In this directory, there are subdirectories for each reference used (default is FA19 and AMR), which contain directories for for each of the isolates in the collection.

The isolate directories contain all of the Snippy output for that specific isolate. Below is a table of the produced files (this information can also be found in the Snippy repository):

Extension Description
.tab A simple tab-separated summary of all the variants
.csv A comma-separated version of the .tab file
.html A HTML version of the .tab file
.vcf The final annotated variants in VCF format
.bed The variants in BED format
.gff The variants in GFF3 format
.bam The alignments in BAM format. Includes unmapped, multimapping reads. Excludes duplicates.
.bam.bai Index for the .bam file
.log A log file with the commands run and their outputs
.aligned.fa A version of the reference but with - at position with depth=0 and N for 0 < depth < --mincov (does not have variants)
.consensus.fa A version of the reference genome with all variants instantiated
.consensus.subs.fa A version of the reference genome with only substitution variants instantiated
.raw.vcf The unfiltered variant calls from Freebayes
.filt.vcf The filtered variant calls from Freebayes
.vcf.gz Compressed .vcf file via BGZIP
.vcf.gz.csi Index for the .vcf.gz via bcftools index

The TAB, CSV, and HTML files all should contain the same variant summary information in tables with the following columns:

Name Description
CHROM The sequence the variant was found in eg. the name after the > in the FASTA reference
POS Position in the sequence, counting from 1
TYPE The variant type: single nucleotide polymorphism (snp), multinucleotide polymorphism (msp), insertion (ins), deletion (del), combination of snp/mnp (complex)
REF The nucleotide(s) in the reference
ALT The alternate nucleotide(s) supported by the reads
EVIDENCE Frequency counts for REF and ALT
FTYPE Class of feature affected: CDS tRNA rRNA ...
STRAND Strand the feature was on: + -
NT_POS Nucleotide position of the variant within the feature / Length in nucleotides
AA_POS Residue position / Length in amino acids (only if FTYPE is CDS)
EFFECT The snpEff annotated consequence of this variant
LOCUS_TAG The /locus_tag of the feature (if it existed)
GENE The /gene tag of the feature (if it existed)
PRODUCT The /product tag of the feature (if it existed)

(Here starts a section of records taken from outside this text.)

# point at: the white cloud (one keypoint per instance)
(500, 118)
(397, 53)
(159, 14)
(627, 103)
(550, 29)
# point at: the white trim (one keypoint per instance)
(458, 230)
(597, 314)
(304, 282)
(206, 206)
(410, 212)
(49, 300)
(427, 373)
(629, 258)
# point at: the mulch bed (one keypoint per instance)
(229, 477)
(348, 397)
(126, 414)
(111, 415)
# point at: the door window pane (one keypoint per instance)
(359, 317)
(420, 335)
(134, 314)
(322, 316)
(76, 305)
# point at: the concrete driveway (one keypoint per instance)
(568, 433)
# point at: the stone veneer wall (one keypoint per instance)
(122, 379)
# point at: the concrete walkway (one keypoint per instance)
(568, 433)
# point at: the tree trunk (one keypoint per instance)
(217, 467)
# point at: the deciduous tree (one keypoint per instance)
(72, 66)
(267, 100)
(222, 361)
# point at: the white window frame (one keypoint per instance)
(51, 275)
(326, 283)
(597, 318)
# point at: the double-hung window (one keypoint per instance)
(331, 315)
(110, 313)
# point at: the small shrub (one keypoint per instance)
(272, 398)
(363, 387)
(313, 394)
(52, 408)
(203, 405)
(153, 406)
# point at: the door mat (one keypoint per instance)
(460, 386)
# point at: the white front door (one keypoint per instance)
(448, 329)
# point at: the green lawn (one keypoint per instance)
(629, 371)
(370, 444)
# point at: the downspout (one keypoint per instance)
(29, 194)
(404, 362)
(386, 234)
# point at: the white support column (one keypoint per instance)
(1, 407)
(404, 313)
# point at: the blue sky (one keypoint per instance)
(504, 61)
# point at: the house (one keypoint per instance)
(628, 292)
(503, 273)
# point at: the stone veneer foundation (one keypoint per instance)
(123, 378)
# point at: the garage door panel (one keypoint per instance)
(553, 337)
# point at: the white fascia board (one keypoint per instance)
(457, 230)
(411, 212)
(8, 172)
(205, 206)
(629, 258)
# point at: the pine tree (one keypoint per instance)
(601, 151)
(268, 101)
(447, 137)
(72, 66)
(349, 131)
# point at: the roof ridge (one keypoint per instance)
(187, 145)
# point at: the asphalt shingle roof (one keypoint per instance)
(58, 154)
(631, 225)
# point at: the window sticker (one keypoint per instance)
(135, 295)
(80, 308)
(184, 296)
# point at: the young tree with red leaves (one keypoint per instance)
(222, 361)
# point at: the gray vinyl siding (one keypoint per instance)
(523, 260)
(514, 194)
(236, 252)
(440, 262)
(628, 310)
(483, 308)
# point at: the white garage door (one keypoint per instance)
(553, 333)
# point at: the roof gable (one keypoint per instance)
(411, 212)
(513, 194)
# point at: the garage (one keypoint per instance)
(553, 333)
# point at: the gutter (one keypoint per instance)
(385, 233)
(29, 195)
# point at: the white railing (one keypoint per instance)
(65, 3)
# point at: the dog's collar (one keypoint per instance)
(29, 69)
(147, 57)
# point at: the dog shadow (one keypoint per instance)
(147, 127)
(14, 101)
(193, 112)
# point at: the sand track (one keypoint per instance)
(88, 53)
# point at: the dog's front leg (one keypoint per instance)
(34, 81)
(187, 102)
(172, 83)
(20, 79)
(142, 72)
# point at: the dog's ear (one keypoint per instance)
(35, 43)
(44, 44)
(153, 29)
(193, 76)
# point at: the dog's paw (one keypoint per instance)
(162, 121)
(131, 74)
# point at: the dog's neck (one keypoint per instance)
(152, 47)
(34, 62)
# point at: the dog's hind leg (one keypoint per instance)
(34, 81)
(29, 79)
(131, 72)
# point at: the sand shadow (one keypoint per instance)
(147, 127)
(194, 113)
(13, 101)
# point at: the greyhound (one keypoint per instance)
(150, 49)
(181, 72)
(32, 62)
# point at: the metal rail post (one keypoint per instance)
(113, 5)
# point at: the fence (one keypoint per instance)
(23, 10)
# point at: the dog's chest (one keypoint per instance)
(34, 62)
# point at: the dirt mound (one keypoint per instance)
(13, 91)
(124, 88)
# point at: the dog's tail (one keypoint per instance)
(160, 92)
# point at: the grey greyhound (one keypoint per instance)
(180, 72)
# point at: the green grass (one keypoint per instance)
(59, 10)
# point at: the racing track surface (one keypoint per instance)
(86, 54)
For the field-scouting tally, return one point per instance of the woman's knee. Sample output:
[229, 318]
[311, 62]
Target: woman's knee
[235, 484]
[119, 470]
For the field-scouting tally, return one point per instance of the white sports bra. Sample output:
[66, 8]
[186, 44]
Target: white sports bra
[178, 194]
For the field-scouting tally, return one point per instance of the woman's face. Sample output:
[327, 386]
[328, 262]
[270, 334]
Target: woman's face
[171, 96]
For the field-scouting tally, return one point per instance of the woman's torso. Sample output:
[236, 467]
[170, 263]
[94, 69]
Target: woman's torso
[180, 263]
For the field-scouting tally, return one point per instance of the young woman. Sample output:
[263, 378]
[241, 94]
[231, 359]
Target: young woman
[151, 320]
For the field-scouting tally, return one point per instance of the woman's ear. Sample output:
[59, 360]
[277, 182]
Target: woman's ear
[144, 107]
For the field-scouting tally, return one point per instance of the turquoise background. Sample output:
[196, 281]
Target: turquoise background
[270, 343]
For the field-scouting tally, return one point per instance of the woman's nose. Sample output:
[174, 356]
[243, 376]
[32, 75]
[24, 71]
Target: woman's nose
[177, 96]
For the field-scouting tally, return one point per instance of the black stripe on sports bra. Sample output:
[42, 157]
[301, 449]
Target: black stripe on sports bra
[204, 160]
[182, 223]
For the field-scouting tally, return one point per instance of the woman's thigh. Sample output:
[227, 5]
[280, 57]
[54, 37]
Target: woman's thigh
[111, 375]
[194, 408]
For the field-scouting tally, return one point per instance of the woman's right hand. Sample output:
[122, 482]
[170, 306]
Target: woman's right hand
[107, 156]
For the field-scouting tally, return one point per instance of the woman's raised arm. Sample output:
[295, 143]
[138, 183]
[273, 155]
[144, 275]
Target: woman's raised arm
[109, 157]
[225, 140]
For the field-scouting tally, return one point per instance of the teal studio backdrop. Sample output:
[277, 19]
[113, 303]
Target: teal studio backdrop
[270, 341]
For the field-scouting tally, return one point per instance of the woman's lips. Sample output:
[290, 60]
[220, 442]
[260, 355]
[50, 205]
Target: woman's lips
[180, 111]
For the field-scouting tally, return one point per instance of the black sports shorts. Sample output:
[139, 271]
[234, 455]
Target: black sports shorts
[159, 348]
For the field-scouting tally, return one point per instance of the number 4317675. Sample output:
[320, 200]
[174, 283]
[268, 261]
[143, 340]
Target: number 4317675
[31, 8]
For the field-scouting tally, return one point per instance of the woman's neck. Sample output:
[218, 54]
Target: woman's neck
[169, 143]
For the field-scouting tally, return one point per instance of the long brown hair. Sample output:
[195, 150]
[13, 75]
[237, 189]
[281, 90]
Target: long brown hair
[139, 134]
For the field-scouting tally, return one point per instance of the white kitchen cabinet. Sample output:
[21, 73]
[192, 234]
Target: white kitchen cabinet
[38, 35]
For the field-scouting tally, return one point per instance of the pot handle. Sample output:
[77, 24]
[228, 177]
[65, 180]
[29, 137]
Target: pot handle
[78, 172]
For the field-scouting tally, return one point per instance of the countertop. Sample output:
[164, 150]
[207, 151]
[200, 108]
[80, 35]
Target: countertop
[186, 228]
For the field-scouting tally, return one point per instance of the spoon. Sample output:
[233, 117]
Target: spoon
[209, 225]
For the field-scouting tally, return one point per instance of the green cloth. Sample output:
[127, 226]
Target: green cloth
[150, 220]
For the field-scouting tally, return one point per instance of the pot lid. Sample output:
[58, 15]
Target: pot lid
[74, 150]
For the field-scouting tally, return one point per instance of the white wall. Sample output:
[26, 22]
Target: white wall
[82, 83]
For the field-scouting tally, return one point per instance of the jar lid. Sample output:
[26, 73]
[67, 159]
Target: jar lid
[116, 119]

COVERAGE – output from the STATS step

In this directory, there are report text files for each of the samples, as well as a file called “neissflow_coverage.tsv”

The “neissflow_coverage.tsv” file contains rows for each isolate in the input directory. The columns for the following fields can be found in the output file:

Metric Description
ID Isolate ID
%target>10x Percent of the target genome (FA19) with greater than 10x coverage

The content contained in the report text files is not used for further analysis or QC checks at this time, but information on metrics included can be found in SOP-TBA or on the Samtools stats manual page.

MASH – output from the MASH and COMBINE_MASH_REPORTS steps

In this directory there are TSV reports for each sample containing the complete Mash screening report for each respective sample, as well as Mash_contaminants.tsv and Mash_top_hit_report.tsv.

  • neissflow_Mash_top_hit_report.tsv - Reports the top species hit (greatest identity score + fraction of hashes) from the Mash screening with 1000 total hashes. (non plasmid hits)
  • neissflow_Mash_contaminants.tsv - Reports all the good (identity score of >= 0.95 and fraction of hashes of >= 0.95) non-Neisseria hits from the Mash screening. (non plasmid hits)
  • neissflow_Mash_plasmids.tsv - Reports all the good (identity score of >= 0.95 and fraction of hashes of >= 0.95) plasmid hits from the Mash screening.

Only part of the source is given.